Pixies rocked The Peabody Opera House on Saturday night for nearly two hours with no breaks and no small talk. In fact, there was no talking at all as they played an impressive thirty-five songs ranging through their six studio albums, their first mini LP from 1986, and even a Neil Young cover from a long-ago recorded B-side. Without a moment’s rest they played from one song right into the next with fervor, intensity and unyielding stamina to the very end.
Three of the four original members are still with the band, including lead vocalist Black Francis, guitarist Joey Santiago and drummer David Lovering. Bassist/vocalist Kim Deal left the group in 2013 and was replaced by Paz Lenchantin, formerly of A Perfect Circle, Zwan and Queens of the Stone Age. Her eerie backup vocals are a huge part of the band’s iconic sound and was consistent with Deal’s vocals that fans are familiar with from the first four albums. During the encore Lenchantin showcased her vocals on “All I Think About Now,” where she alone sang and Francis relinquished the spotlight momentarily.

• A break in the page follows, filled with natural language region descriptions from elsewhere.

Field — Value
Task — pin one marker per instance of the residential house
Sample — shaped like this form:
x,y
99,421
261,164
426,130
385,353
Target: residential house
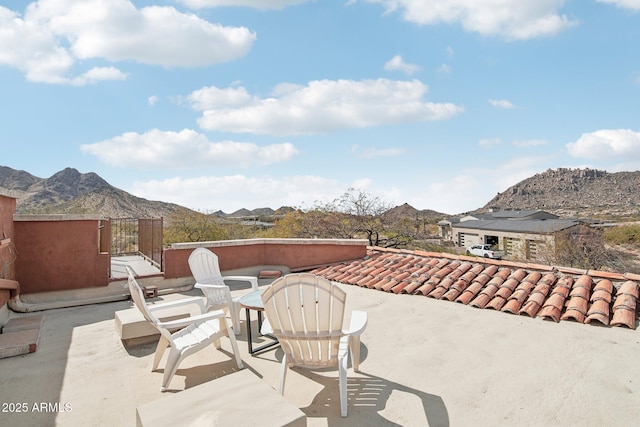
x,y
521,234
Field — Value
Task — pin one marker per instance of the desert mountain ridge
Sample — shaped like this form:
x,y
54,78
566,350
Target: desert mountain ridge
x,y
564,191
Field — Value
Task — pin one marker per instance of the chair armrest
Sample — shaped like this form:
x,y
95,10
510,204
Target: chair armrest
x,y
358,324
199,301
193,320
266,328
250,279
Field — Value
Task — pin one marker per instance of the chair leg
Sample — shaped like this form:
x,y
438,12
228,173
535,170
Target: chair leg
x,y
342,372
174,359
355,352
283,373
160,348
235,317
234,346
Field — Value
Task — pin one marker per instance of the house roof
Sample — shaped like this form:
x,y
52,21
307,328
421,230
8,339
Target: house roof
x,y
554,293
521,226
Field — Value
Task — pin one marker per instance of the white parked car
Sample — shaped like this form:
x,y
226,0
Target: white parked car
x,y
484,251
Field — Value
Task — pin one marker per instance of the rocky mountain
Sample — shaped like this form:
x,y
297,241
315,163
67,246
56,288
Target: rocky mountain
x,y
70,191
565,192
16,180
407,211
570,192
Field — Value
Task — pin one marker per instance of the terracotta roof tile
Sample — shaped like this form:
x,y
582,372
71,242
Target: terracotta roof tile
x,y
533,290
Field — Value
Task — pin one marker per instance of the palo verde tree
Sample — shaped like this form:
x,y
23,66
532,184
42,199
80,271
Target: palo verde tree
x,y
355,214
191,226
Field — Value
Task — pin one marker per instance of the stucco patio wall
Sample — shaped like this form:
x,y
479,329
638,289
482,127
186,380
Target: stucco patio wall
x,y
297,254
59,252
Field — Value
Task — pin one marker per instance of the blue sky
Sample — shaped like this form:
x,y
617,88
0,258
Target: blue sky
x,y
229,104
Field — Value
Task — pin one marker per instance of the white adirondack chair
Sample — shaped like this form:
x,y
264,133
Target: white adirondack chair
x,y
205,269
306,313
191,334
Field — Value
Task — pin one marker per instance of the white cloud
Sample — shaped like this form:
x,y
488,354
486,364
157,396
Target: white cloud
x,y
183,150
607,144
398,63
445,69
529,143
212,97
55,36
513,19
257,4
324,106
502,103
625,4
230,193
97,74
489,142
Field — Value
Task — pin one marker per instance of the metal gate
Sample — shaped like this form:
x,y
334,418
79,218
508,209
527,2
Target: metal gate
x,y
137,236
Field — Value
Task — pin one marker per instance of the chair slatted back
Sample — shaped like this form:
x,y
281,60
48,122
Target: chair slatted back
x,y
306,314
204,267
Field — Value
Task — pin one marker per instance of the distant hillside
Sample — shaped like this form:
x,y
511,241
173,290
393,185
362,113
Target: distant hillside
x,y
407,211
574,191
72,192
566,192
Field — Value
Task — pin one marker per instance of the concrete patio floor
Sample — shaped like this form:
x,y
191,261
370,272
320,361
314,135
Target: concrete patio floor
x,y
424,362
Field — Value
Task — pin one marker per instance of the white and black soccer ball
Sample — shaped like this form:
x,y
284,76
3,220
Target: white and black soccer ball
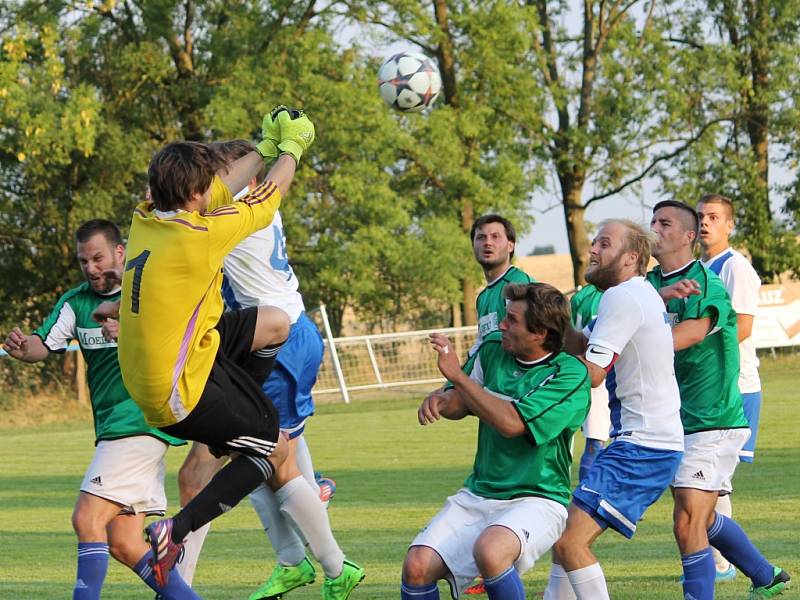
x,y
409,82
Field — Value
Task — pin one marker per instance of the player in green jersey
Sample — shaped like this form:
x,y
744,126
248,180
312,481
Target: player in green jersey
x,y
493,242
583,310
529,398
125,481
715,429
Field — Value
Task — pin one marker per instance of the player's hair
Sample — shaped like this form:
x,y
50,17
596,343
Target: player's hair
x,y
638,240
687,211
178,171
547,310
232,150
727,203
511,233
91,228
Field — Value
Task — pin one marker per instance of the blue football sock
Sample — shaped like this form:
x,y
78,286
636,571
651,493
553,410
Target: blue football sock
x,y
506,586
176,588
92,568
727,536
698,575
590,453
429,591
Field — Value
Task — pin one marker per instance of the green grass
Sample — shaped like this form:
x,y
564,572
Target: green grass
x,y
392,476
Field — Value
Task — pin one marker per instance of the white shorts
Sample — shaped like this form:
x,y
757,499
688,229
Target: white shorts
x,y
597,425
710,458
130,472
452,533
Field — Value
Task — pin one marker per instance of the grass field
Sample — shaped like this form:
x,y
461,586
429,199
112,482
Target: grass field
x,y
393,475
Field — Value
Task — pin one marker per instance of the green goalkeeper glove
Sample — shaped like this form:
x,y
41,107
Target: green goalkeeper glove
x,y
270,135
297,131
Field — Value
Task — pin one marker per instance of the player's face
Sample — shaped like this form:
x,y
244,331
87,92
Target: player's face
x,y
715,224
606,257
492,246
516,339
670,233
96,255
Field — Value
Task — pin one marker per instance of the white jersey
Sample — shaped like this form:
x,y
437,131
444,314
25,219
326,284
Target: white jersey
x,y
642,391
742,283
258,272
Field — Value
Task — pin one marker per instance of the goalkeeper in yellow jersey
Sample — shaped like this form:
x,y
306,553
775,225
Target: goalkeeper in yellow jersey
x,y
194,371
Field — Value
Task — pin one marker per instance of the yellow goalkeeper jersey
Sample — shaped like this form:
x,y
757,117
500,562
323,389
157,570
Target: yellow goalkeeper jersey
x,y
171,300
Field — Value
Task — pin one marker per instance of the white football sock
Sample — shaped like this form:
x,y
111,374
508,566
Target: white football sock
x,y
558,585
589,583
303,459
303,506
286,543
724,507
191,552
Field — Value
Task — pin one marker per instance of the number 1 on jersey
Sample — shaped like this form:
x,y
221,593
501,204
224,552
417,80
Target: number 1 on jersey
x,y
137,264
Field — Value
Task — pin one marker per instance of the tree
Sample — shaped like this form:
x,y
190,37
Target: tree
x,y
470,158
752,54
622,99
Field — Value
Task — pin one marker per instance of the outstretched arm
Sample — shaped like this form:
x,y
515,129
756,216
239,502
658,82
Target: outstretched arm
x,y
27,348
490,409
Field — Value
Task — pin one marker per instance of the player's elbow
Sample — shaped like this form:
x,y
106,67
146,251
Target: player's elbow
x,y
512,427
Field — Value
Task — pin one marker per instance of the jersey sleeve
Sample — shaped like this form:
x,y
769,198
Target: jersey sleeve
x,y
560,401
220,194
713,302
232,223
59,327
618,318
743,284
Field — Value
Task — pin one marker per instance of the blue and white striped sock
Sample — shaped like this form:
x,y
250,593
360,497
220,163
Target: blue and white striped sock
x,y
92,568
428,591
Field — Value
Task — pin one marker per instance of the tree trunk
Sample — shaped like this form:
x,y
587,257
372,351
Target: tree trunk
x,y
467,285
758,22
575,216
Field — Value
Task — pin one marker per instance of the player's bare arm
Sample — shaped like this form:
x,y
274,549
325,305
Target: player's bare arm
x,y
498,413
596,374
690,332
27,348
574,342
441,404
679,290
241,171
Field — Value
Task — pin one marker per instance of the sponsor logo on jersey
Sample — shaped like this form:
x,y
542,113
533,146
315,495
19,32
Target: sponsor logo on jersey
x,y
92,339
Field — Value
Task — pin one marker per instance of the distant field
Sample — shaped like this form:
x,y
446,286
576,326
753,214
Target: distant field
x,y
393,475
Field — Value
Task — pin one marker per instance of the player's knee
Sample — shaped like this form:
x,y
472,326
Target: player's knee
x,y
126,551
87,525
416,566
489,561
272,327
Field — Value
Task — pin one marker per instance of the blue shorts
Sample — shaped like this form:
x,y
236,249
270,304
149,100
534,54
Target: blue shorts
x,y
295,373
623,482
751,403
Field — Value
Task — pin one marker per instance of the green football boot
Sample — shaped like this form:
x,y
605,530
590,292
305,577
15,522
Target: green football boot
x,y
285,579
342,586
780,582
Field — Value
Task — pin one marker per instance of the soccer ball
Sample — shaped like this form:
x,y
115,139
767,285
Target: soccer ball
x,y
409,82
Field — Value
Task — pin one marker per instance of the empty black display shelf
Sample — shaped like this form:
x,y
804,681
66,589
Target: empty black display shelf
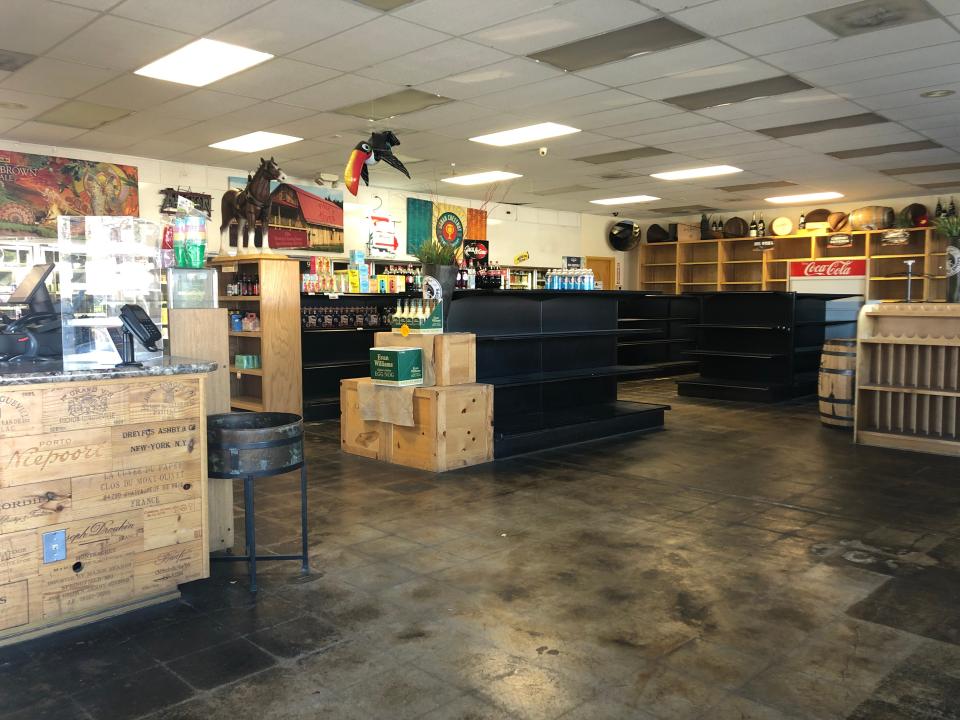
x,y
552,357
759,346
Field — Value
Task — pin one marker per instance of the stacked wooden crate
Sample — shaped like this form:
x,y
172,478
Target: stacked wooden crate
x,y
453,419
908,377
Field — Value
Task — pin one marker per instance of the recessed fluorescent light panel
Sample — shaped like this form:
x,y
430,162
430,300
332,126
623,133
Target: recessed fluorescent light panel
x,y
628,200
254,142
692,173
619,44
530,133
807,197
739,93
481,178
203,62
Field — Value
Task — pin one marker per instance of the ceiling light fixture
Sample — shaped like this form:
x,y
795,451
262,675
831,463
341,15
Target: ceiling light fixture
x,y
203,62
481,178
530,133
711,171
807,197
255,142
629,200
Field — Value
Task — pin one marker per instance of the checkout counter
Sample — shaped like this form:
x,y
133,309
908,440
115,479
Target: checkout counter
x,y
103,479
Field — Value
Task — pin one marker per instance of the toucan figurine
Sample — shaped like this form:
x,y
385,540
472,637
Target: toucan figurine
x,y
370,152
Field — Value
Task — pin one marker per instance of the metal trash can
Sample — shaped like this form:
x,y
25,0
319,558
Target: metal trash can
x,y
251,445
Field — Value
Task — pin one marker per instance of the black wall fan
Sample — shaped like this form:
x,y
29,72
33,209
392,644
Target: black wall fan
x,y
624,236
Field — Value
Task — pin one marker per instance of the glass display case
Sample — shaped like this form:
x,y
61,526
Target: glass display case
x,y
105,263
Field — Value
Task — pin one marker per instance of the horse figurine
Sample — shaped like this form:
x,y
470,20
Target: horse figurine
x,y
247,206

Almost every track from their biggest record, Doolittle, was played including hits like “Here Comes Your Man”, “Hey” and crowd favorite, “Debaser,” in which the crowd screamed along to the chorus, “An Chien Analusia!”, lyrics that reference a short film from 1929. During “Monkey Gone to Heaven” the audience raised their hands above their heads and signaled the corresponding fingers, “If man if five, then the devil is six. If the devil is six, then God is seven.” Towards the end of the set, after playing it a few songs before, was a reprise of “Wave of Mutilation,” which was an unexpected and enjoyable surprise.
Pixies are known for their contrasting and alternating dynamics. At one moment the tone is sweet and light with Black Francis practically whispering into the mic. The very next beat is an intense shriek or a squeal from Santiago’s guitar. Francis has been known to say that they can only play two ways, loud or quiet, no in-between. I found that the construction of the set list also followed a similar formula building tension with several energetic punk-rock songs like “Broken Face” followed by a softer tracks like “Silver Snail” and “Havalina,” as to always keep the crowd on their toes.
With the no-nonsense feeling of the show I wasn’t sure that there would be an encore. The band came forward without their instruments and waved to the crowd, then alternated sides, repeated the gesture and bowed as a group while locking arms. Then they looked at each other in a funny way as if they were questioning, “Should we do an encore tonight?” It was an obviously fake little exchange considering their guitars were being set up, but I enjoyed it. I recognize that some of the meaningfulness of an encore is taken away when it becomes tradition, but I still walk away feeling a little cheated when it doesn’t happen.